Interesting that line 14 has no memory increment. If it is an ESMF memory leak, there should be a steady increment.
The problem might be related to uncleaned ESMF objects, or xarray.open_dataset
when reading the weight file (e.g. pydata/xarray#2186), or Python's own garbage collection with numpy/scipy objects.
Garbage collection on numpy seems a tricky issue itself, and gc.collect()
doesn't necessarily work as naively expected:
https://stackoverflow.com/questions/23977904/how-to-implement-garbage-collection-in-numpy
https://stackoverflow.com/questions/16261240/releasing-memory-of-huge-numpy-array-in-ipython
If there is still problem after #75 is implemented, then it will be an numpy/scipy/xarray issue that is out of my control.
Hi.
Is there any news regarding this issue? We are experiencing similar problems.
Our application needs to perform regriding many times, and we have tracked that each usage of the Regridder causes a massive increase in memory usage, which is not released.
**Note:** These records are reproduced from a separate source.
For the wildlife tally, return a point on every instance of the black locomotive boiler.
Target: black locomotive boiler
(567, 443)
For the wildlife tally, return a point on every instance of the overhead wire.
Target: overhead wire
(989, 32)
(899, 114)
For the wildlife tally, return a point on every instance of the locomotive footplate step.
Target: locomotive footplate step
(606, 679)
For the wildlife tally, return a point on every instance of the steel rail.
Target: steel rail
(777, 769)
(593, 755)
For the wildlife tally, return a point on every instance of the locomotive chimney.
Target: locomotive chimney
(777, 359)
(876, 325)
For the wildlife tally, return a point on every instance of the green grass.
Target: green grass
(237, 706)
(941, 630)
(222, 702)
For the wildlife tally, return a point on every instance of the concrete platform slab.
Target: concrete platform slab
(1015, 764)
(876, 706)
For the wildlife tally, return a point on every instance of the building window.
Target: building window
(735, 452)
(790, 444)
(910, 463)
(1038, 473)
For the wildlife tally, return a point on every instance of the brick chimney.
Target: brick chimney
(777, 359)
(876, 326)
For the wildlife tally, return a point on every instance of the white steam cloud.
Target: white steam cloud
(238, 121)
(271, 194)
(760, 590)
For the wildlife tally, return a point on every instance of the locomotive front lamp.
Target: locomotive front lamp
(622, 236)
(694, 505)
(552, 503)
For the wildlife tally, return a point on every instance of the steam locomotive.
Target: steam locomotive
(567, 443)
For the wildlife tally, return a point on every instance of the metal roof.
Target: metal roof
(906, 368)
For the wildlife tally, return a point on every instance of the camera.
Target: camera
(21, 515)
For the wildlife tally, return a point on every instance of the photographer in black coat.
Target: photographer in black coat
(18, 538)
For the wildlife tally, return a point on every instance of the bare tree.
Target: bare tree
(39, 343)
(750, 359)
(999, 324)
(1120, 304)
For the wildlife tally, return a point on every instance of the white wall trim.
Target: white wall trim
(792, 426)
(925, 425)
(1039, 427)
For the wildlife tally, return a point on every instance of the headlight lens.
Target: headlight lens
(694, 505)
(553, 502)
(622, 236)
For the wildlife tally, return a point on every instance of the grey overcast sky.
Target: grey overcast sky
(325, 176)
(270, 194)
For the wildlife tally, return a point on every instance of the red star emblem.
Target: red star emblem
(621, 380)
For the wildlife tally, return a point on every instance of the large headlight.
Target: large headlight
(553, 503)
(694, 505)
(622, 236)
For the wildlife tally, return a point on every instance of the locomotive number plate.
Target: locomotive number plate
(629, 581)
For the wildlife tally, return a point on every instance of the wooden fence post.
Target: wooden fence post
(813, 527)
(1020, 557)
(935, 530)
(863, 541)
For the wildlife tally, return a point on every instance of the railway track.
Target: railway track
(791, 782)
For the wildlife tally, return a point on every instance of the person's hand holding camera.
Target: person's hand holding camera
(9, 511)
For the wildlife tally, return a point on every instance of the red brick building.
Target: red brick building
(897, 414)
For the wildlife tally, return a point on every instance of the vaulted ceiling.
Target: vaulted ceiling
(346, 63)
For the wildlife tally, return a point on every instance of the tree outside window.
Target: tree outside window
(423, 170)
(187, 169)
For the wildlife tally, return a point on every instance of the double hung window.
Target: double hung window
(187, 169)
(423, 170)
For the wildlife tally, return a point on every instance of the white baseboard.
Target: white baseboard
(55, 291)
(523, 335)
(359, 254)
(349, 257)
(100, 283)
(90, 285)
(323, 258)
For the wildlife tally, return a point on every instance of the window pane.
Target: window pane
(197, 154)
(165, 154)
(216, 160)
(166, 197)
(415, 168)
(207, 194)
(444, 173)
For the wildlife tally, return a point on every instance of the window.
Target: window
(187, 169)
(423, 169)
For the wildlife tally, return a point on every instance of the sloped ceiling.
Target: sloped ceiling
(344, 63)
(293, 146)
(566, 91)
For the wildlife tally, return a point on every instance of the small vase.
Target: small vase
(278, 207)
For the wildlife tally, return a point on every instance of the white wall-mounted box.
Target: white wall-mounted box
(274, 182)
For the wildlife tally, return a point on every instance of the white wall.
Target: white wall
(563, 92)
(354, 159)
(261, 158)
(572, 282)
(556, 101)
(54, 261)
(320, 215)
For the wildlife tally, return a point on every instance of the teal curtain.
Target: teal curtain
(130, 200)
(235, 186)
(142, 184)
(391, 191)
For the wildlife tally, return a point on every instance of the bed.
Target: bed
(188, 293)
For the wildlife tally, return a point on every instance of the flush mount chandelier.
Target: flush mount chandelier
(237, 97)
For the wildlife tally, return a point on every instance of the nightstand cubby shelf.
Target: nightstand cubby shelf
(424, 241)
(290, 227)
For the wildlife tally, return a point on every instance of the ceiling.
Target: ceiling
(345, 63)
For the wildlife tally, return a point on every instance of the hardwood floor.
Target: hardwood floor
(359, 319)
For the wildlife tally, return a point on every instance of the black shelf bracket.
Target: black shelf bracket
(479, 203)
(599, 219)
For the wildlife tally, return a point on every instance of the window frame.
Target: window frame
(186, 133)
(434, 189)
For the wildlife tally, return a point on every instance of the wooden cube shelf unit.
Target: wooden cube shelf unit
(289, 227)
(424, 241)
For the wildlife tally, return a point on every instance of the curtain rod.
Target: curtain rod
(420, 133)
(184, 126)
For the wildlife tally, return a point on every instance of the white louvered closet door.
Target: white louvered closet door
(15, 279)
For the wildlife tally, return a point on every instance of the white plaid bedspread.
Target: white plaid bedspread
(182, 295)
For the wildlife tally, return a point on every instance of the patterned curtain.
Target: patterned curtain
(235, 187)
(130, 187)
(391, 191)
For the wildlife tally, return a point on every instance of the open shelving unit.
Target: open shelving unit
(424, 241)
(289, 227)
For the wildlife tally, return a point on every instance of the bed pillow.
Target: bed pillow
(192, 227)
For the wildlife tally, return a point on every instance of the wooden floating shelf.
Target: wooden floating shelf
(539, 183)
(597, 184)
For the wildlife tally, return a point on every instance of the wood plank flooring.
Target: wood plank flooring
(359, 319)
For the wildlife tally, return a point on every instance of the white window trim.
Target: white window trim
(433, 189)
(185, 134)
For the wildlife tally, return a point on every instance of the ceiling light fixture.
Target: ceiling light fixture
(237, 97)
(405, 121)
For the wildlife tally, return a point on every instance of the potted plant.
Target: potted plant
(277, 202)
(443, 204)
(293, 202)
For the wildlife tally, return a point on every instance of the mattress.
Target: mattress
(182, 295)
Has this issue come to any resolution?
Thanks
I just became aware of this issue, and thought I would chime in from the ESMPy perspective (ESMPy is the engine behind xESMF). The ESMF 8.1.0 release, expected at the end of March '21, will include a fix for a memory leak in the search algorithm of the regridding code. This may resolve the memory issues discussed in this thread. There should be a new conda package version of ESMPy 8.1.0 by the first of April.